Pour autant, toute diversification n’est pas bonne en soi, il y a donc un besoin important de recherche et d’innovation pour une diversification efficace des productions. En outre, la diversification est limitée par des verrous techniques, organisationnels et institutionnels interconnectés tout au long de la chaine alimentaire. Ainsi, les acteurs du système actuel – politiques publiques, scientifiques–… – permettent difficilement à ces innovations d’être valorisées et installées durablement (Messéan et al, 2021).

Limite de la diversification - matinée conseil conso  SIA 2023

De ce fait et comme le montrent les conclusions du projet européen DiverImpcat une approche systémique et coordonnée des différents acteurs de la agricoles et alimentaires est nécessaire pour lever les verrous de l’évolution de l’offre alimentaire. La production agricole et l’offre alimentaire associée devront s’appuyer sur de nouveaux systèmes de production, diversifiés, adaptables et flexibles pour répondre à ces enjeux.

Transition alimentaire : 5 pistes pour embarquer les consommateurs

Stéphane brunerie - matinée conseil conso - SIA 2023

Dernier intervenant de la matinée, Stéphane Brunerie, dirigeant de StripFood revient sur les données de l’Observatoire du rapport à la qualité et aux éthiques dans l’alimentation (Obsoco, 2021). Actuellement, seuls 45% des Français se disent engagés dans la transition alimentaire, 36% restent indifférents, et donc à convaincre et 18% sont en rejet ou à l’écart.
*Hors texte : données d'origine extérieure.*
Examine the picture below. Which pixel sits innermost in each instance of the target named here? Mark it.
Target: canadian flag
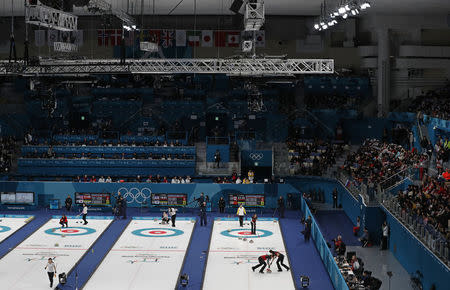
(233, 39)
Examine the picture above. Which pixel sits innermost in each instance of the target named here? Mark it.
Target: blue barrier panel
(414, 256)
(325, 253)
(223, 149)
(188, 150)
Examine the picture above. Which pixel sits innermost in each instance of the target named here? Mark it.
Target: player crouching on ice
(262, 262)
(63, 221)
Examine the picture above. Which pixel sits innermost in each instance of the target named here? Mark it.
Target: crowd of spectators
(149, 179)
(313, 157)
(123, 156)
(332, 101)
(376, 161)
(433, 103)
(7, 147)
(429, 204)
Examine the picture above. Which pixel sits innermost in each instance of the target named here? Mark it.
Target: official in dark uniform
(280, 260)
(281, 207)
(221, 205)
(262, 262)
(335, 197)
(203, 221)
(253, 223)
(68, 203)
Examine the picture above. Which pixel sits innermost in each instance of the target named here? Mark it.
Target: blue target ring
(246, 233)
(157, 232)
(4, 229)
(70, 231)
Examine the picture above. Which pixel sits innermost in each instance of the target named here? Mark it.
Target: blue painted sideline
(74, 273)
(20, 235)
(287, 257)
(304, 258)
(196, 255)
(325, 253)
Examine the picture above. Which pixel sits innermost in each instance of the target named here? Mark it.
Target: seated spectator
(364, 239)
(356, 228)
(339, 246)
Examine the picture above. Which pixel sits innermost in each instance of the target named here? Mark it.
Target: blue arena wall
(413, 255)
(325, 253)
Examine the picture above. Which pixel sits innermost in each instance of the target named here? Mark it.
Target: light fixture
(364, 5)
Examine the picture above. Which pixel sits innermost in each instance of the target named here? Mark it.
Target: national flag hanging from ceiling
(167, 38)
(193, 37)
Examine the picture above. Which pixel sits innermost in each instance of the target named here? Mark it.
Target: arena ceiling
(273, 7)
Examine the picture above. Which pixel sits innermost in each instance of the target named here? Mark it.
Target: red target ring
(69, 231)
(157, 232)
(245, 233)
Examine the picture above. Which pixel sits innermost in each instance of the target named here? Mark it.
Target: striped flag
(193, 37)
(207, 38)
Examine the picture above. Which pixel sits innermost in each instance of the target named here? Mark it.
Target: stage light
(365, 5)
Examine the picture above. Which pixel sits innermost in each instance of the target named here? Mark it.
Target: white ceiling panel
(273, 7)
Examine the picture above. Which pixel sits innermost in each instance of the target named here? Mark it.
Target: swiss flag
(115, 36)
(226, 38)
(233, 39)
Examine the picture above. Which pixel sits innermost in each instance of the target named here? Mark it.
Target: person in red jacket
(63, 221)
(262, 262)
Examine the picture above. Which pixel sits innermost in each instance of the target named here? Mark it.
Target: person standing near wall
(241, 214)
(385, 236)
(221, 205)
(203, 221)
(173, 215)
(68, 203)
(84, 213)
(281, 206)
(335, 198)
(51, 270)
(253, 223)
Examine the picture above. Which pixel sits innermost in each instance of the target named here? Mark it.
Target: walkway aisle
(304, 257)
(86, 267)
(21, 234)
(195, 260)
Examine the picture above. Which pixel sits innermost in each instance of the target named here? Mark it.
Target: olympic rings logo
(256, 156)
(135, 194)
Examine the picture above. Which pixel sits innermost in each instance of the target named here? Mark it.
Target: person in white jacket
(241, 214)
(84, 213)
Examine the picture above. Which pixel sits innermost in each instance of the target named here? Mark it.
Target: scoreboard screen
(97, 199)
(169, 199)
(246, 199)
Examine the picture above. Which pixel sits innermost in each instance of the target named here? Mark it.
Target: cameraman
(217, 158)
(339, 246)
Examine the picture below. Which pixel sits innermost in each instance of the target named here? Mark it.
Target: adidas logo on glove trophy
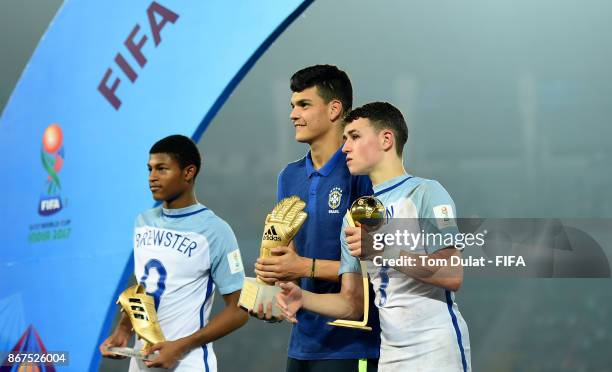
(140, 308)
(281, 226)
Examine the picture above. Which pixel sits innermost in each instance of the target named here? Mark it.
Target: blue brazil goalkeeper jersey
(328, 193)
(181, 256)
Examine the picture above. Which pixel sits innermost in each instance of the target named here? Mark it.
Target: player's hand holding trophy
(281, 226)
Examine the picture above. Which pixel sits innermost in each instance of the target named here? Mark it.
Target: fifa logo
(335, 197)
(52, 157)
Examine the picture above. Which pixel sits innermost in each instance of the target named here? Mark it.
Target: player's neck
(183, 200)
(324, 148)
(387, 169)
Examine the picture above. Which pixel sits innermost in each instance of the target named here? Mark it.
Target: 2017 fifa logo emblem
(335, 196)
(52, 157)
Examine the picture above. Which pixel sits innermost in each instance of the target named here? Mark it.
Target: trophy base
(255, 293)
(132, 353)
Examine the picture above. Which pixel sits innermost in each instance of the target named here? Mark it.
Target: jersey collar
(326, 169)
(183, 212)
(389, 185)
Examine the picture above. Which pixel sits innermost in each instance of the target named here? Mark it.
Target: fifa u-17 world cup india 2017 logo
(52, 157)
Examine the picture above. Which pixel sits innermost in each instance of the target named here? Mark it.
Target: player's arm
(288, 265)
(229, 319)
(119, 338)
(348, 304)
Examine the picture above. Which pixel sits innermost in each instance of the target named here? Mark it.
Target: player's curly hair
(331, 83)
(383, 115)
(180, 148)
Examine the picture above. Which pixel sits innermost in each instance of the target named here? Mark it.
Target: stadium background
(508, 104)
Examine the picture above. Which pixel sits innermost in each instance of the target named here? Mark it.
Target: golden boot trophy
(366, 210)
(140, 309)
(281, 226)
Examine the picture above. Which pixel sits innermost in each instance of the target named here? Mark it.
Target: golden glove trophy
(281, 225)
(140, 308)
(369, 211)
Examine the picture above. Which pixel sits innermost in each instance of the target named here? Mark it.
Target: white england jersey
(421, 326)
(180, 256)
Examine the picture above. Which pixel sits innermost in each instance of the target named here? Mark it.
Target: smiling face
(310, 115)
(363, 146)
(167, 180)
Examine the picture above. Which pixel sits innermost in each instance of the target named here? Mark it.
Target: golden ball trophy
(140, 308)
(281, 226)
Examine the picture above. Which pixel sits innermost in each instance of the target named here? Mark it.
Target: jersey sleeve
(438, 217)
(226, 263)
(348, 263)
(280, 192)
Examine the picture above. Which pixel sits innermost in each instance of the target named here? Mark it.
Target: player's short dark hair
(180, 148)
(383, 115)
(331, 83)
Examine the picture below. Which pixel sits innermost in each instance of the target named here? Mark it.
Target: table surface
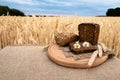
(32, 63)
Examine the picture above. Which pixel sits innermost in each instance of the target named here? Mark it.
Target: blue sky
(62, 7)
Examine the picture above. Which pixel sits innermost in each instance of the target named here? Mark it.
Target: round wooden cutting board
(57, 55)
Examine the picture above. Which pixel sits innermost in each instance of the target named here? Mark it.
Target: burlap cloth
(68, 54)
(31, 63)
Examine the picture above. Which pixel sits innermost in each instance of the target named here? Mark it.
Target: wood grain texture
(57, 55)
(31, 63)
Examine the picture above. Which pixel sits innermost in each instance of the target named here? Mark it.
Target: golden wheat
(41, 30)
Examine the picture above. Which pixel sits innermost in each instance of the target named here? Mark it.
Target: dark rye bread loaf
(82, 49)
(89, 32)
(63, 39)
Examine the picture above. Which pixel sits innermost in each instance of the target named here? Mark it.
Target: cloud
(28, 2)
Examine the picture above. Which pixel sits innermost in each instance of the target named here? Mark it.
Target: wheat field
(41, 30)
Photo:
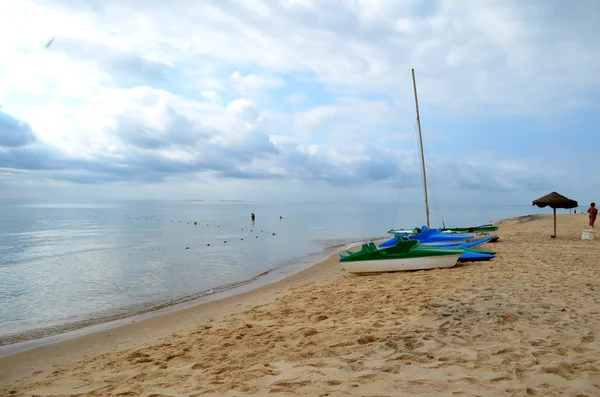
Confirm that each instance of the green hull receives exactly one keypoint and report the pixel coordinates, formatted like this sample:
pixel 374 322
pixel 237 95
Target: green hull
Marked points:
pixel 404 249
Pour embarquer les consommateurs dans la transition alimentaire, il propose 5 pistes de réflexion:

  • Travailler sur l’accessibilité prix, a fortiori dans le contexte économique actuel,
  • Nourrir le socle de connaissances : pour palier la perte de lien avec l’amont agricole et la rupture de transmission intergénérationnelle en cuisine, mais également pour expliquer l’importance de la transition et ses bénéfices pour les personnes,
  • S’adapter à l’évolution des modes de vie : accélération des rythmes de vie, demande de praticité et de rapidité,
  • Redonner envie :par l’accompagnement et par l’émotion, le plaisir étant un levier clé des transitions.
  • Bouger soi-même et sortir du cercle de l’inaction.

En conclusion de cette matinée, Christel Teyssedre, présidente d’Aprifel a rappelé le rôle joué par l’association depuis sa création pour la promotion d’une alimentation saine et durable, accessible à tous. Pour poursuivre les échanges de cette matinée, la présidente d’Aprifel a invité les participants à assister à la conférence EGEA 2023 « Alimentation, fruits et légumes et santé globale » qui se tiendra du 20 au 22 septembre 2023 à Barcelone.